Toronto mulls bid for World Expo 2025

As talk of a bid for the 2024 Summer Olympics gets louder, Toronto is expressing its interest in hosting World Expo 2025 as well.

And organizers behind the two bids are counting on the euphoria sparked by the TO2014 Pan Am/Parapan Am Games to win over the city's residents. Held every five years, Expo is a six-month long showcase of trade, innovation and products from around the world. Milan is currently hosting Expo and the next one will be held in Dubai.

"Expo 25 has to be in the mix if you're exhilarated by what happened at Pan Am," Councillor Shelley Carroll told CBC News Wednesday. "All of the groundwork's been done, it's been worked over since 2013."

Claire Hopkinson, the CEO of the Toronto Arts Foundation, agrees with Carroll.

"We now have the energy from the Pan Am Games to show Toronto we're ready for bigger and better things," she said.

Hopkinson, who has been working on the 2025 bid, says Expo is "about new ideas, it's about the future, it allows Toronto to take its place in the world as a leader and as a wonderful city."

She believes the event, which is also called the World's Fair, will allow Toronto to showcase "the amazing talents we have, not only in the arts and cultural scene but in our architecture, in our academics and in many facets of Toronto life."
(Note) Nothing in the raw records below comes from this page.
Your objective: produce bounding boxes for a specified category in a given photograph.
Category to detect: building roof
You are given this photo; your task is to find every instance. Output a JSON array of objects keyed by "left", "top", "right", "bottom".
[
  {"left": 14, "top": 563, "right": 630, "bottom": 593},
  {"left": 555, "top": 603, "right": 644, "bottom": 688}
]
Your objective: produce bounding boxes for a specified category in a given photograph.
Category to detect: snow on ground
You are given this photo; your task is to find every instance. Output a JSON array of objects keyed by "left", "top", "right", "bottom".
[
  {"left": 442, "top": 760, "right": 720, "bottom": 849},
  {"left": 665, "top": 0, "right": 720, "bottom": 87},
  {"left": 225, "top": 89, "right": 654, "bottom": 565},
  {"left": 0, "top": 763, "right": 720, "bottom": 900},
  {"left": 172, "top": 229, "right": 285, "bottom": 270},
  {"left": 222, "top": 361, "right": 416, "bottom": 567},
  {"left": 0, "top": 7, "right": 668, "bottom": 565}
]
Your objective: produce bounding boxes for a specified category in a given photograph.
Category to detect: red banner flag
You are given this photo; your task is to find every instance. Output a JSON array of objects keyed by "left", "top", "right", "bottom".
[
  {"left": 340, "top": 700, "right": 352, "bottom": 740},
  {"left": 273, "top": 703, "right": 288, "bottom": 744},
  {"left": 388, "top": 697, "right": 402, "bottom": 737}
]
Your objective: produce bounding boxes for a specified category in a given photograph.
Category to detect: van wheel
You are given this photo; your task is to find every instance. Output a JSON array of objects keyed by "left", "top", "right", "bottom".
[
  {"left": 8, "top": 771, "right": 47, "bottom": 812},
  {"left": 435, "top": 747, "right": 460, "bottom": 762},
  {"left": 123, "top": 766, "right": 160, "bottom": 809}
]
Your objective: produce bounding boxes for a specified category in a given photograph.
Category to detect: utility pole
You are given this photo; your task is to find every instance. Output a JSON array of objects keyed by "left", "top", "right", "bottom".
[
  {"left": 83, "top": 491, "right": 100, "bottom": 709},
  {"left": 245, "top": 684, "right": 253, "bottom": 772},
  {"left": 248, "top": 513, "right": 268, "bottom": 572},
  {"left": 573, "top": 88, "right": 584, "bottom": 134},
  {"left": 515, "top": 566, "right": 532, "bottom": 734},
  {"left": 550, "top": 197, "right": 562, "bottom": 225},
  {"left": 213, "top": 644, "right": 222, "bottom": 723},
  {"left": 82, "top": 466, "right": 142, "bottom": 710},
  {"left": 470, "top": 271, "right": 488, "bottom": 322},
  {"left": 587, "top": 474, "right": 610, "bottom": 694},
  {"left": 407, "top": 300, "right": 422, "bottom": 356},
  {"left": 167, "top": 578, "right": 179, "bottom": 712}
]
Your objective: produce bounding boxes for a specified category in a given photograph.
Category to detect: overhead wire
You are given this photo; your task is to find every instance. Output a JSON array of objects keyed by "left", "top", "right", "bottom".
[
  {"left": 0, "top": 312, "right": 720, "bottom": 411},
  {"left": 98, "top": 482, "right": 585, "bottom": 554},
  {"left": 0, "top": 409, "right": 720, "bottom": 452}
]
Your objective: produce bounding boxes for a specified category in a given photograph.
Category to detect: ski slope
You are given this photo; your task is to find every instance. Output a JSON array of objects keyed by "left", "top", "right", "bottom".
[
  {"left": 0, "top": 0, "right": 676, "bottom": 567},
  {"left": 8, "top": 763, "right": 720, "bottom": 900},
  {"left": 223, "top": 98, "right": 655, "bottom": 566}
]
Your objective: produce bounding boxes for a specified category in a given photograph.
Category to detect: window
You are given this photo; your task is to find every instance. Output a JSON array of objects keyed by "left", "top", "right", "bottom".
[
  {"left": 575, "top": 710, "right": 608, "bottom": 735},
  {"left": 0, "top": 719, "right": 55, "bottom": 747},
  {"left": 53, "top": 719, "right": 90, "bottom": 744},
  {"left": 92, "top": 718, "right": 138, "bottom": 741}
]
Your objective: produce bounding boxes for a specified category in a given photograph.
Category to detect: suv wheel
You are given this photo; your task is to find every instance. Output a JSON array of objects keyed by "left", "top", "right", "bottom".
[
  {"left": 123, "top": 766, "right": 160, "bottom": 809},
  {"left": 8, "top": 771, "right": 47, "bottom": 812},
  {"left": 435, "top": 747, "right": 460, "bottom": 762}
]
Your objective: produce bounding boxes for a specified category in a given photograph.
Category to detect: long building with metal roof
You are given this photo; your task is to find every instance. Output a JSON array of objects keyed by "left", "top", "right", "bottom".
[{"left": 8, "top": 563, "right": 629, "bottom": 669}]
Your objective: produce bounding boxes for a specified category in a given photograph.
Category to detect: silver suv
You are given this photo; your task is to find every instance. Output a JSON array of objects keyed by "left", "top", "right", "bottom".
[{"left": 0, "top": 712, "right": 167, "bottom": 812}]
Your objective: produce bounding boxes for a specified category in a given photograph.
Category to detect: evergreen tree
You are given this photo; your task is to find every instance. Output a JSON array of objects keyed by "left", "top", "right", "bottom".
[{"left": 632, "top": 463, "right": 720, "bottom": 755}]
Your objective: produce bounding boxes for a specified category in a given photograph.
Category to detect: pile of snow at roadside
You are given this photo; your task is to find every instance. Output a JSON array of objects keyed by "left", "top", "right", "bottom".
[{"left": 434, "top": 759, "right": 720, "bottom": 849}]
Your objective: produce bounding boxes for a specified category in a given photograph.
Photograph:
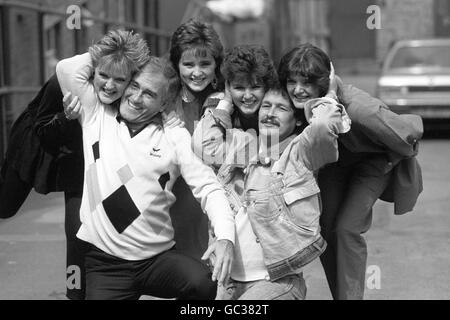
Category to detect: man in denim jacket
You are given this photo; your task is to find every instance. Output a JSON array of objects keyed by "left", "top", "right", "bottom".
[{"left": 193, "top": 83, "right": 349, "bottom": 299}]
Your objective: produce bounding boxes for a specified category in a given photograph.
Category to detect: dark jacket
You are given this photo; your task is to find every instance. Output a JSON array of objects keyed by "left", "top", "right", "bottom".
[
  {"left": 2, "top": 75, "right": 84, "bottom": 194},
  {"left": 338, "top": 85, "right": 423, "bottom": 214}
]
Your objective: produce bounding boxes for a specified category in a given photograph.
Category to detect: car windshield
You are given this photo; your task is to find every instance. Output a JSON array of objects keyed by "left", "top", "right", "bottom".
[{"left": 388, "top": 45, "right": 450, "bottom": 69}]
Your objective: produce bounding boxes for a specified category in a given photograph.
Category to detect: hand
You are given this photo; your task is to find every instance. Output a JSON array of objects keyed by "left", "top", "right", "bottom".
[
  {"left": 63, "top": 92, "right": 81, "bottom": 120},
  {"left": 202, "top": 239, "right": 234, "bottom": 286},
  {"left": 162, "top": 111, "right": 186, "bottom": 128}
]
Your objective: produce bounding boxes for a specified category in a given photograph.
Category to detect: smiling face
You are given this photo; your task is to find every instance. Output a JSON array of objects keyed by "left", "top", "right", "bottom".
[
  {"left": 230, "top": 78, "right": 265, "bottom": 116},
  {"left": 258, "top": 90, "right": 300, "bottom": 142},
  {"left": 178, "top": 49, "right": 216, "bottom": 92},
  {"left": 120, "top": 66, "right": 168, "bottom": 126},
  {"left": 286, "top": 75, "right": 320, "bottom": 109},
  {"left": 93, "top": 63, "right": 131, "bottom": 104}
]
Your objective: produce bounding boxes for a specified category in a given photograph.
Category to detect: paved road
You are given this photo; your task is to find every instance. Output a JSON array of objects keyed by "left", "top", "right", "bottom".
[{"left": 0, "top": 140, "right": 450, "bottom": 299}]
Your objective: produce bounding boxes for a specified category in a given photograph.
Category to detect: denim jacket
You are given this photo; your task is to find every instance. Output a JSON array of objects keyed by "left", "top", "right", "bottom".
[{"left": 194, "top": 99, "right": 345, "bottom": 281}]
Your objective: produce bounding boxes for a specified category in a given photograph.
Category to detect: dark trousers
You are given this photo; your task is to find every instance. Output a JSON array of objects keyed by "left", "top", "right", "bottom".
[
  {"left": 64, "top": 192, "right": 89, "bottom": 300},
  {"left": 0, "top": 161, "right": 33, "bottom": 219},
  {"left": 86, "top": 246, "right": 216, "bottom": 300},
  {"left": 318, "top": 156, "right": 391, "bottom": 300}
]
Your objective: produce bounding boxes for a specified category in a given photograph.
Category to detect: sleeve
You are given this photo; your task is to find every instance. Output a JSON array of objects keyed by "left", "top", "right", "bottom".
[
  {"left": 192, "top": 109, "right": 257, "bottom": 167},
  {"left": 34, "top": 75, "right": 79, "bottom": 154},
  {"left": 171, "top": 128, "right": 235, "bottom": 243},
  {"left": 341, "top": 85, "right": 423, "bottom": 157},
  {"left": 56, "top": 52, "right": 98, "bottom": 123},
  {"left": 294, "top": 104, "right": 343, "bottom": 171}
]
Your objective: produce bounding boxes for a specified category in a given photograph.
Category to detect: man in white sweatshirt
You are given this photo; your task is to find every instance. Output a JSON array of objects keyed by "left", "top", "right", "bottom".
[{"left": 56, "top": 53, "right": 235, "bottom": 299}]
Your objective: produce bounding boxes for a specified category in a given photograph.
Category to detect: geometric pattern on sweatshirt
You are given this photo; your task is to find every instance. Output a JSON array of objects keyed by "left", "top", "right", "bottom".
[{"left": 86, "top": 142, "right": 171, "bottom": 235}]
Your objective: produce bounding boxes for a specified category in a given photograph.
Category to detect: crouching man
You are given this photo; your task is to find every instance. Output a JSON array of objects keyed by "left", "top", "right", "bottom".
[{"left": 57, "top": 56, "right": 235, "bottom": 299}]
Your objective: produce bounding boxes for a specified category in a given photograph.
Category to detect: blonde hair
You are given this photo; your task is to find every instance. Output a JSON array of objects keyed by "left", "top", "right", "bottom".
[{"left": 89, "top": 29, "right": 150, "bottom": 75}]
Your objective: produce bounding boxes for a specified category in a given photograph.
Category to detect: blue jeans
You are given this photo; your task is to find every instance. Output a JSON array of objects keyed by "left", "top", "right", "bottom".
[{"left": 216, "top": 273, "right": 306, "bottom": 300}]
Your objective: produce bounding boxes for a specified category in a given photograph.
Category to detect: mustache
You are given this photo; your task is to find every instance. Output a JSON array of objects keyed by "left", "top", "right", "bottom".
[{"left": 261, "top": 116, "right": 280, "bottom": 126}]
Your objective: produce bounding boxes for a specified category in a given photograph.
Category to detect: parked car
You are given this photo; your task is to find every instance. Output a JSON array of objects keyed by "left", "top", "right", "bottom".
[{"left": 377, "top": 38, "right": 450, "bottom": 122}]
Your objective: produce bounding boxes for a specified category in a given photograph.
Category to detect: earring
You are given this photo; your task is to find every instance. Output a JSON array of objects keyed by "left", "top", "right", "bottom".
[
  {"left": 211, "top": 76, "right": 217, "bottom": 90},
  {"left": 181, "top": 83, "right": 195, "bottom": 103}
]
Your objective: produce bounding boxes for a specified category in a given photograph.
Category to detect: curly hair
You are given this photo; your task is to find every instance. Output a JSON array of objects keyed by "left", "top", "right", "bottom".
[
  {"left": 278, "top": 43, "right": 331, "bottom": 96},
  {"left": 141, "top": 56, "right": 181, "bottom": 104},
  {"left": 169, "top": 19, "right": 223, "bottom": 78},
  {"left": 221, "top": 45, "right": 276, "bottom": 90},
  {"left": 89, "top": 30, "right": 150, "bottom": 75}
]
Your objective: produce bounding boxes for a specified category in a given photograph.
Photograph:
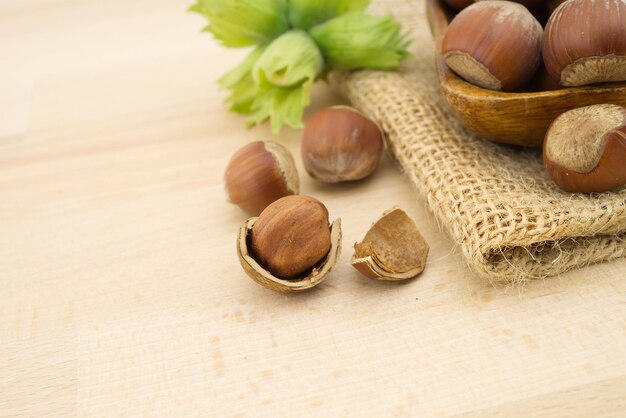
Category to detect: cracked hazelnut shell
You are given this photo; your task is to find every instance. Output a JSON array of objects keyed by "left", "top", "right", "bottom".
[
  {"left": 543, "top": 0, "right": 626, "bottom": 86},
  {"left": 237, "top": 196, "right": 341, "bottom": 293},
  {"left": 352, "top": 208, "right": 429, "bottom": 281},
  {"left": 442, "top": 0, "right": 543, "bottom": 91},
  {"left": 224, "top": 141, "right": 300, "bottom": 215},
  {"left": 543, "top": 104, "right": 626, "bottom": 193},
  {"left": 301, "top": 106, "right": 385, "bottom": 183}
]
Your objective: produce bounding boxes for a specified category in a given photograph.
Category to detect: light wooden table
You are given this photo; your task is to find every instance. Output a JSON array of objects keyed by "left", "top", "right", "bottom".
[{"left": 0, "top": 0, "right": 626, "bottom": 417}]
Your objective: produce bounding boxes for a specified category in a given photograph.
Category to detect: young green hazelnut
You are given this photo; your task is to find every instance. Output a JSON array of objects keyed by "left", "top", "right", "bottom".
[
  {"left": 301, "top": 106, "right": 384, "bottom": 183},
  {"left": 543, "top": 104, "right": 626, "bottom": 193},
  {"left": 237, "top": 196, "right": 341, "bottom": 292},
  {"left": 224, "top": 141, "right": 300, "bottom": 215},
  {"left": 543, "top": 0, "right": 626, "bottom": 86},
  {"left": 442, "top": 1, "right": 543, "bottom": 91}
]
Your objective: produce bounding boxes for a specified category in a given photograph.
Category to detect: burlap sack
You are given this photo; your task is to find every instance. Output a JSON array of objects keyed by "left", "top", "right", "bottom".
[{"left": 337, "top": 0, "right": 626, "bottom": 282}]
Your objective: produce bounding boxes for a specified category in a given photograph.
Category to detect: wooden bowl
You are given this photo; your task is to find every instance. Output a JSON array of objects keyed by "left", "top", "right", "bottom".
[{"left": 426, "top": 0, "right": 626, "bottom": 147}]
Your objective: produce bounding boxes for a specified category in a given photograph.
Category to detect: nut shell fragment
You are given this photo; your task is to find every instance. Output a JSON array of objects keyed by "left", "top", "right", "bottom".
[
  {"left": 237, "top": 217, "right": 342, "bottom": 293},
  {"left": 352, "top": 208, "right": 429, "bottom": 281}
]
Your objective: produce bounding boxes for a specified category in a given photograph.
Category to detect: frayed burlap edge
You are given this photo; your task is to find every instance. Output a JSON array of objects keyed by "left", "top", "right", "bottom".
[{"left": 336, "top": 70, "right": 626, "bottom": 282}]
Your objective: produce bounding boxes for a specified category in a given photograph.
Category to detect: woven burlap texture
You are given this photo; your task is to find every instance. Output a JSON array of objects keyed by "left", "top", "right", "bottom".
[{"left": 337, "top": 0, "right": 626, "bottom": 282}]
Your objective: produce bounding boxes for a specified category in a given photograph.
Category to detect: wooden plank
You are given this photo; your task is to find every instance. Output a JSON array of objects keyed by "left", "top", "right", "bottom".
[{"left": 0, "top": 0, "right": 626, "bottom": 417}]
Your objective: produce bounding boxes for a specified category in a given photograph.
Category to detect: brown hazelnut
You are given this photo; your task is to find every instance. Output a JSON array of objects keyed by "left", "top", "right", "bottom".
[
  {"left": 224, "top": 141, "right": 300, "bottom": 215},
  {"left": 543, "top": 0, "right": 626, "bottom": 86},
  {"left": 443, "top": 0, "right": 474, "bottom": 10},
  {"left": 301, "top": 106, "right": 384, "bottom": 183},
  {"left": 237, "top": 196, "right": 341, "bottom": 292},
  {"left": 442, "top": 0, "right": 543, "bottom": 91},
  {"left": 475, "top": 0, "right": 546, "bottom": 9},
  {"left": 543, "top": 104, "right": 626, "bottom": 193},
  {"left": 352, "top": 208, "right": 428, "bottom": 281}
]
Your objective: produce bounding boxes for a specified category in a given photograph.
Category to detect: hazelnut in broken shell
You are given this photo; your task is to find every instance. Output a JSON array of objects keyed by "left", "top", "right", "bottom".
[
  {"left": 442, "top": 0, "right": 543, "bottom": 91},
  {"left": 301, "top": 106, "right": 384, "bottom": 183},
  {"left": 224, "top": 141, "right": 300, "bottom": 215},
  {"left": 237, "top": 196, "right": 341, "bottom": 293},
  {"left": 543, "top": 0, "right": 626, "bottom": 86},
  {"left": 352, "top": 208, "right": 429, "bottom": 281},
  {"left": 543, "top": 104, "right": 626, "bottom": 193}
]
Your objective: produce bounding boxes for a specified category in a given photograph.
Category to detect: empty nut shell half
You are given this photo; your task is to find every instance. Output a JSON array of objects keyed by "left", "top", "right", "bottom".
[
  {"left": 237, "top": 217, "right": 341, "bottom": 293},
  {"left": 352, "top": 208, "right": 429, "bottom": 281}
]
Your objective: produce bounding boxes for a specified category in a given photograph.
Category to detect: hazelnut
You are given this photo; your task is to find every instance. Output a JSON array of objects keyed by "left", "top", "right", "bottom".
[
  {"left": 352, "top": 208, "right": 429, "bottom": 281},
  {"left": 224, "top": 141, "right": 300, "bottom": 215},
  {"left": 301, "top": 106, "right": 384, "bottom": 183},
  {"left": 543, "top": 0, "right": 626, "bottom": 86},
  {"left": 443, "top": 0, "right": 474, "bottom": 10},
  {"left": 442, "top": 1, "right": 543, "bottom": 91},
  {"left": 543, "top": 104, "right": 626, "bottom": 193},
  {"left": 237, "top": 196, "right": 341, "bottom": 292},
  {"left": 475, "top": 0, "right": 546, "bottom": 9}
]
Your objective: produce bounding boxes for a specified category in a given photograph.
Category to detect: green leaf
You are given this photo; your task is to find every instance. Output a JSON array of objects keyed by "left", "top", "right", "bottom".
[
  {"left": 289, "top": 0, "right": 370, "bottom": 29},
  {"left": 310, "top": 12, "right": 410, "bottom": 70},
  {"left": 247, "top": 78, "right": 313, "bottom": 133},
  {"left": 189, "top": 0, "right": 289, "bottom": 48},
  {"left": 248, "top": 30, "right": 324, "bottom": 132},
  {"left": 218, "top": 46, "right": 266, "bottom": 114},
  {"left": 252, "top": 30, "right": 324, "bottom": 87}
]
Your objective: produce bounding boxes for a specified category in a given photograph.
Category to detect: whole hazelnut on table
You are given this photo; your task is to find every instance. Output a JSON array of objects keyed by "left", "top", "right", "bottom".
[
  {"left": 475, "top": 0, "right": 546, "bottom": 9},
  {"left": 224, "top": 141, "right": 300, "bottom": 215},
  {"left": 443, "top": 0, "right": 474, "bottom": 10},
  {"left": 543, "top": 104, "right": 626, "bottom": 193},
  {"left": 543, "top": 0, "right": 626, "bottom": 86},
  {"left": 301, "top": 106, "right": 384, "bottom": 183},
  {"left": 237, "top": 196, "right": 341, "bottom": 292},
  {"left": 442, "top": 1, "right": 543, "bottom": 91}
]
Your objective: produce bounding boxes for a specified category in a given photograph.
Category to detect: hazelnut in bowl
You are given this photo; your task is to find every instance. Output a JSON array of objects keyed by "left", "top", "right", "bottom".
[{"left": 426, "top": 0, "right": 626, "bottom": 147}]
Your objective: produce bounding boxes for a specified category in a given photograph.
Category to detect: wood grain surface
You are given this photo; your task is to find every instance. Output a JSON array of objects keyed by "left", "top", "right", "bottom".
[{"left": 0, "top": 0, "right": 626, "bottom": 417}]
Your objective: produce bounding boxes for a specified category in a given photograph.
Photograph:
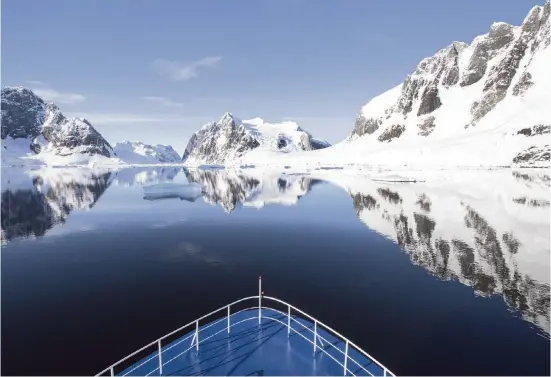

Hopkinson calls Expo a force for economic development, claiming it will create 190,000 jobs over the eight years leading up to the event.

According to the city's economic development committee, the cost of a competitive Expo bid will be at least $10 million and it will cost at least $1 million to get through some of the initial pre-bid preparation work alone.

Carroll says it's worth exploring the 2024 Olympics and Expo 2025 bids.

"We have to keep an open mind," she said. "You can't say no to either one until you've done that exploration. We can't drop that work because of the Olympic bid."

Canada has hosted two world expositions, one in Montreal in 1967 and the second in Vancouver in 1986.